The rate of deformation is given by

$\boldsymbol{D} = \frac{1}{2}[\boldsymbol{\nabla} \mathbf{v} + (\boldsymbol{\nabla} \mathbf{v})^T] ~.$

The global base vectors are

$\mathbf{e}_x = \begin{bmatrix} 1 \\ 0 \end{bmatrix}; ~\qquad \mathbf{e}_y = \begin{bmatrix} 0 \\ 1 \end{bmatrix}~.$

Therefore, the rotation matrix is

$\mathbf{R}_{\text{lam}} = \begin{bmatrix} \mathbf{e}_x\bullet\widehat{\mathbf{e}_x} & \mathbf{e}_x\bullet\widehat{\mathbf{e}_y} \\ \mathbf{e}_y\bullet\widehat{\mathbf{e}_x} & \mathbf{e}_y\bullet\widehat{\mathbf{e}_y} \end{bmatrix}$

Therefore, the components of the rate of deformation tensor with respect to the laminar coordinate system are

$\mathbf{D}_{\text{lam}} = \mathbf{R}^T_{\text{lam}}\mathbf{D}\mathbf{R}_{\text{lam}}$

The rate constitutive relation of the material is given by

$\cfrac{D}{Dt} \begin{bmatrix} \sigma_{11} \\ \sigma_{22} \\ \sigma_{33} \\ \sigma_{23} \\ \sigma_{31} \\ \sigma_{12} \end{bmatrix} = \begin{bmatrix} C_{11} & C_{12} & C_{13} & 0 & 0 & 0 \\ C_{12} & C_{11} & C_{13} & 0 & 0 & 0 \\ C_{13} & C_{13} & C_{33} & 0 & 0 & 0 \\ 0 & 0 & 0 & C_{44} & 0 & 0 \\ 0 & 0 & 0 & 0 & C_{44} & 0 \\ 0 & 0 & 0 & 0 & 0 & (C_{11}-C_{12})/2 \end{bmatrix} \begin{bmatrix} D_{11} \\ D_{22} \\ D_{33} \\ D_{23} \\ D_{31} \\ D_{12} \end{bmatrix}~.$

Since the problem is a 2-D one, the reduced constitutive equation is

$\cfrac{D}{Dt} \begin{bmatrix} \sigma_{11} \\ \sigma_{33} \\ \sigma_{31} \end{bmatrix} = \begin{bmatrix} C_{11} & C_{13} & 0 \\ C_{13} & C_{33} & 0\\ 0& 0& C_{44} \end{bmatrix} \begin{bmatrix} D_{11} \\ D_{33} \\ D_{31} \end{bmatrix}~.$

The laminar $x$-direction maps to the composite $3$-direction and the laminar $y$-directions maps to the composite $1$-direction.
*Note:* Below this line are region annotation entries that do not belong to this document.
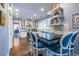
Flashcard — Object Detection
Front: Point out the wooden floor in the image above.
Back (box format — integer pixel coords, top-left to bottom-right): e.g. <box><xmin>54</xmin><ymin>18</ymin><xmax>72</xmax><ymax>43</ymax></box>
<box><xmin>10</xmin><ymin>38</ymin><xmax>30</xmax><ymax>56</ymax></box>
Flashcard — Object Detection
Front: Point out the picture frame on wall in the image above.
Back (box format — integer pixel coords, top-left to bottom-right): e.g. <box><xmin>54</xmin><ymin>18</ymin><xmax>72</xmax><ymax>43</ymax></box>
<box><xmin>72</xmin><ymin>13</ymin><xmax>79</xmax><ymax>29</ymax></box>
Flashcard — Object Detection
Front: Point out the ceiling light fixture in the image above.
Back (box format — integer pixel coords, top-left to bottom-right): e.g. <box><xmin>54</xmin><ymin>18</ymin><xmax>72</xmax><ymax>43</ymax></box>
<box><xmin>34</xmin><ymin>14</ymin><xmax>36</xmax><ymax>16</ymax></box>
<box><xmin>15</xmin><ymin>9</ymin><xmax>19</xmax><ymax>12</ymax></box>
<box><xmin>30</xmin><ymin>17</ymin><xmax>32</xmax><ymax>19</ymax></box>
<box><xmin>16</xmin><ymin>13</ymin><xmax>19</xmax><ymax>16</ymax></box>
<box><xmin>40</xmin><ymin>8</ymin><xmax>44</xmax><ymax>11</ymax></box>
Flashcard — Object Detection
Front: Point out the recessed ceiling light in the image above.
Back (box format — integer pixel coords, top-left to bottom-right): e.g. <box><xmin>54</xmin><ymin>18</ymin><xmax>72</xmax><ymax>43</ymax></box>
<box><xmin>34</xmin><ymin>14</ymin><xmax>36</xmax><ymax>16</ymax></box>
<box><xmin>30</xmin><ymin>17</ymin><xmax>32</xmax><ymax>19</ymax></box>
<box><xmin>15</xmin><ymin>9</ymin><xmax>19</xmax><ymax>12</ymax></box>
<box><xmin>16</xmin><ymin>13</ymin><xmax>19</xmax><ymax>15</ymax></box>
<box><xmin>41</xmin><ymin>8</ymin><xmax>44</xmax><ymax>11</ymax></box>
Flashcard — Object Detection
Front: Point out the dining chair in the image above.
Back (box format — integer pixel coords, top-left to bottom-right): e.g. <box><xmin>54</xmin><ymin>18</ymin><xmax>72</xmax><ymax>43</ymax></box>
<box><xmin>31</xmin><ymin>32</ymin><xmax>47</xmax><ymax>56</ymax></box>
<box><xmin>69</xmin><ymin>31</ymin><xmax>79</xmax><ymax>55</ymax></box>
<box><xmin>48</xmin><ymin>32</ymin><xmax>73</xmax><ymax>56</ymax></box>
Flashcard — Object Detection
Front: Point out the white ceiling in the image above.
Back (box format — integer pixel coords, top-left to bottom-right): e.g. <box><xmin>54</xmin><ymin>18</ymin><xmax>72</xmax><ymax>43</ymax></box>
<box><xmin>12</xmin><ymin>3</ymin><xmax>52</xmax><ymax>20</ymax></box>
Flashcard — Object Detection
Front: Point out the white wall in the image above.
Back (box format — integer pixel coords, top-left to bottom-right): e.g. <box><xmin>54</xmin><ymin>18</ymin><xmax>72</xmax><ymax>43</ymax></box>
<box><xmin>0</xmin><ymin>4</ymin><xmax>9</xmax><ymax>56</ymax></box>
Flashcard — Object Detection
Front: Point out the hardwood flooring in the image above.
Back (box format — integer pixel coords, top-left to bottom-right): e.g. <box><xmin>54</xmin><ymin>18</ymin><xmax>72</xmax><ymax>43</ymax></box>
<box><xmin>10</xmin><ymin>38</ymin><xmax>31</xmax><ymax>56</ymax></box>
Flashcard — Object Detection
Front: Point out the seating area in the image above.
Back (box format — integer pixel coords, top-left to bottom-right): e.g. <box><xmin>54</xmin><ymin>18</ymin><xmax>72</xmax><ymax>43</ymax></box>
<box><xmin>0</xmin><ymin>3</ymin><xmax>79</xmax><ymax>56</ymax></box>
<box><xmin>28</xmin><ymin>32</ymin><xmax>78</xmax><ymax>56</ymax></box>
Hence the constitutive equation can be written as

$\cfrac{D}{Dt} \begin{bmatrix} \sigma_{yy} \\ \sigma_{xx} \\ \sigma_{xy} \end{bmatrix} = \begin{bmatrix} C_{11} & C_{13} & 0 \\ C_{13} & C_{33} & 0\\ 0& 0& C_{44} \end{bmatrix} \begin{bmatrix} D_{yy} \\ D_{xx} \\ D_{xy} \end{bmatrix}~.$

Rearranging,

$\cfrac{D}{Dt} \begin{bmatrix} \sigma_{xx} \\ \sigma_{yy} \\ \sigma_{xy} \end{bmatrix} = \begin{bmatrix} C_{33} & C_{13} & 0\\ C_{13} & C_{11} & 0 \\ 0& 0& C_{44} \end{bmatrix} \begin{bmatrix} D_{xx} \\ D_{yy} \\ D_{xy} \end{bmatrix}~.$

The plane stress condition requires that $\sigma_{yy} = 0$ in the laminar coordinate system. We assume that the rate of $\sigma_{yy}$ is also zero. In that case, we get

$0 = \cfrac{D}{Dt}(\sigma_{yy}) = C_{13}~D_{xx} + C_{11}~D{yy}$

or,

$D_{yy} = - \cfrac{C_{13}}{C_{11}}~D_{xx} ~.$

To get the global stress rate and rate of deformation, we have to rotate the components to the global basis using

$\cfrac{D}{Dt}(\boldsymbol{\sigma}) = \mathbf{R}_{\text{lam}} \cfrac{D}{Dt}(\boldsymbol{\sigma}_{\text{lam}}) \mathbf{R}^T_{\text{lam}} ~; \qquad \mathbf{D} = \mathbf{R}_{\text{lam}} \mathbf{D}_{\text{lam}} \mathbf{R}^T_{\text{lam}} ~.$